Download or read book Metropolitan Governance in America written by Donald F. Norris and published by Routledge. This book was released on 2016-03-09 with total page 162 pages. Available in PDF, EPUB and Kindle. Book excerpt: Metropolitan government and metropolitan governance have been ongoing issues for more than sixty years in the United States. Based on an extensive survey and a review of existing literature, this book offers a comprehensive overview of these debates. It discusses how the centrifugal forces in local government, and in particular local government autonomy, have produced a highly fragmented governmental landscape throughout America.

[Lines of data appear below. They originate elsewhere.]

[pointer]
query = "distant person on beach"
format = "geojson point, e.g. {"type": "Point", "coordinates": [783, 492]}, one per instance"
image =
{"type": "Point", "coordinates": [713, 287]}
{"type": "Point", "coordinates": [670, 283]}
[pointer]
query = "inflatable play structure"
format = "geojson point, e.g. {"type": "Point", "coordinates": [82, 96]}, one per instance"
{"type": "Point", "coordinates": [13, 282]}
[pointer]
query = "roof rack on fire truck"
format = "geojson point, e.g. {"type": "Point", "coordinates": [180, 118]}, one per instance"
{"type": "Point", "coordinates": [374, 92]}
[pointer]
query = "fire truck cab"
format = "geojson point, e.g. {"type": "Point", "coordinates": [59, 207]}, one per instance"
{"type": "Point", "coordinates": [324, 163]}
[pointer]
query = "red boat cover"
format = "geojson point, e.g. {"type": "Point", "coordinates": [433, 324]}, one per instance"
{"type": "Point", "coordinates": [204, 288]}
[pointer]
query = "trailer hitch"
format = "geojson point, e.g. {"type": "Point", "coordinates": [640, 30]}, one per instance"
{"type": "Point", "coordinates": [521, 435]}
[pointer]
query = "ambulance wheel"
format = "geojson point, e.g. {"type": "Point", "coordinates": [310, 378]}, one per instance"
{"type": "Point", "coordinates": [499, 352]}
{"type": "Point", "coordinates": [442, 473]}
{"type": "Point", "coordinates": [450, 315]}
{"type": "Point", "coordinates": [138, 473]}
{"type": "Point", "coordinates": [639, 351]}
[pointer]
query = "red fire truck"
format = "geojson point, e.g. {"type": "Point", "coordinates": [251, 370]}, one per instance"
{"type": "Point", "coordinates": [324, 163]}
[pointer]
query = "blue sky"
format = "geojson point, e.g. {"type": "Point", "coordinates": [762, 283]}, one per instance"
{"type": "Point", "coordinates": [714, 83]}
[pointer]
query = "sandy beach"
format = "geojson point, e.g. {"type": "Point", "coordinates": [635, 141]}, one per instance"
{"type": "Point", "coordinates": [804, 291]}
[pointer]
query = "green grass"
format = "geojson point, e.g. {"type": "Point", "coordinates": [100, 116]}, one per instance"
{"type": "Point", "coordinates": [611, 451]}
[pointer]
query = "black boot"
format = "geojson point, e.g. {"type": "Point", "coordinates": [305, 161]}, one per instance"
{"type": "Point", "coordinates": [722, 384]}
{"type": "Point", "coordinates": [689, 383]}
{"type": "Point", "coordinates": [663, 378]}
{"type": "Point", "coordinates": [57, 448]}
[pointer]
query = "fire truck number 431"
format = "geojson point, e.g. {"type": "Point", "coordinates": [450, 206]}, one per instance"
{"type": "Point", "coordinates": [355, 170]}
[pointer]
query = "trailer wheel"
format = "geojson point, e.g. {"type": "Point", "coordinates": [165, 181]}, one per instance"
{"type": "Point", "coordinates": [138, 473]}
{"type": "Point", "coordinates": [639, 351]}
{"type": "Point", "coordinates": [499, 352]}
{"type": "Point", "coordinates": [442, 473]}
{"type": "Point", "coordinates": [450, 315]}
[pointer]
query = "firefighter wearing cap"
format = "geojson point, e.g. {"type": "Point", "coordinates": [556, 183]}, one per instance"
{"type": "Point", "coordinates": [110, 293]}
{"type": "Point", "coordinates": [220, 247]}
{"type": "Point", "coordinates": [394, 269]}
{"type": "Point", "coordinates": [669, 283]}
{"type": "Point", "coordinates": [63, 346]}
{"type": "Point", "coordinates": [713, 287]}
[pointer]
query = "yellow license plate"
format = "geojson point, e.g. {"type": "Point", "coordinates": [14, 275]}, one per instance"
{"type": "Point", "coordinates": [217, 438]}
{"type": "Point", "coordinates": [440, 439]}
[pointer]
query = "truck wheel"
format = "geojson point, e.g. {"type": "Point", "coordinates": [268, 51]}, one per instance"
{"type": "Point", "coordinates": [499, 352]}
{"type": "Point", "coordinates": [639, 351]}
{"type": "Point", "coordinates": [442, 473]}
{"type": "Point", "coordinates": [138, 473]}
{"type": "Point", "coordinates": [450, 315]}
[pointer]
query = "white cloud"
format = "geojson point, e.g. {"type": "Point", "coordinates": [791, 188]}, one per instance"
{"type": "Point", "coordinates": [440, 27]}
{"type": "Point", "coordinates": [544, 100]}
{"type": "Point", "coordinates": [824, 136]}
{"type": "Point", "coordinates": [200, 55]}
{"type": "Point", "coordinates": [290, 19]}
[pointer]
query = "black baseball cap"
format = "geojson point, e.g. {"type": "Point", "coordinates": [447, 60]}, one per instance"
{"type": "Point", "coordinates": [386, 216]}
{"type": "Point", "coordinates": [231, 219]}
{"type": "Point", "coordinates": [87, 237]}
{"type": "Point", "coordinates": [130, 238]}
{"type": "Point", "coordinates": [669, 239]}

It argues that in order for 'governance' to occur in metropolitan areas (or anywhere else, for that matter), there has to be some form of an actual governmental institution that possesses the power and ability to compel compliance. Everything else is just some form of cooperation, and while cooperation is not trivial, it does not enable metropolitan areas to address the really tough and controversial issues that divide rather than unite governments in those areas. The book examines the principal factors that prevent the development of either metropolitan government or metropolitan governance in the USA. Norris looks at several examples where some form of metropolitan government or governance can be said to exist, from voluntary cooperation (the weakest) to government (the strongest). He also examines each type of arrangement for its ability to address metropolitan-wide problems and whether each type is or is not in use in the USA. In sum, the book uncovers the extent of metropolitan government and governance, the possibility for its existence, what attempts (if any) have been made in the past, and the problems and issues that have arisen due to the lack of adequate metropolitan governance.

Book The Closing of the Metropolitan Frontier

Download or read book The Closing of the Metropolitan Frontier written by Daniel Elazar and published by Routledge. This book was released on 2017-07-12 with total page 295 pages. Available in PDF, EPUB and Kindle. Book excerpt: The period from the mid-1960s to the early 1980s signaled the end of the prosperity of the postwar years enjoyed by the cities of the prairie-those cities located immediately within or adjacent to the Mississippi River drainage system, or what is usually called the American Heartland. During this period, the bottom dropped out of local economies and all collapsed except those upheld by massive state institutions. With this collapse, optimism for new opportunities ended, signaling the close of the American frontier. The Closing of the Metropolitan Frontier looks at mid-sized cities Champaign-Urbana, Decatur, Joliet, Moline, Peoria, Rockford, Rock Island, and Springfield, Illinois; Davenport, Iowa; Duluth, Minnesota; and Pueblo, Colorado. Elazar examines how they adapted to change during the period immediately after World War II, through the Vietnam War, and the Nixon years. He considers the roles of federal and state governments as instruments of change including their efforts to impose new standards and ways of doing business. The Closing of the Metropolitan Frontier analyzes the struggle between federalism and managerialism in the local political arena. In his new introduction, Daniel J. Elazar discusses this volume's place as part of a forty-year study of the cities of the prairie as well as the changes and developments in that region over that forty-year span. This volume will be of great interest to economists, political scientists, and sociologists interested in the Great Society and the New Federalism and their aftermath.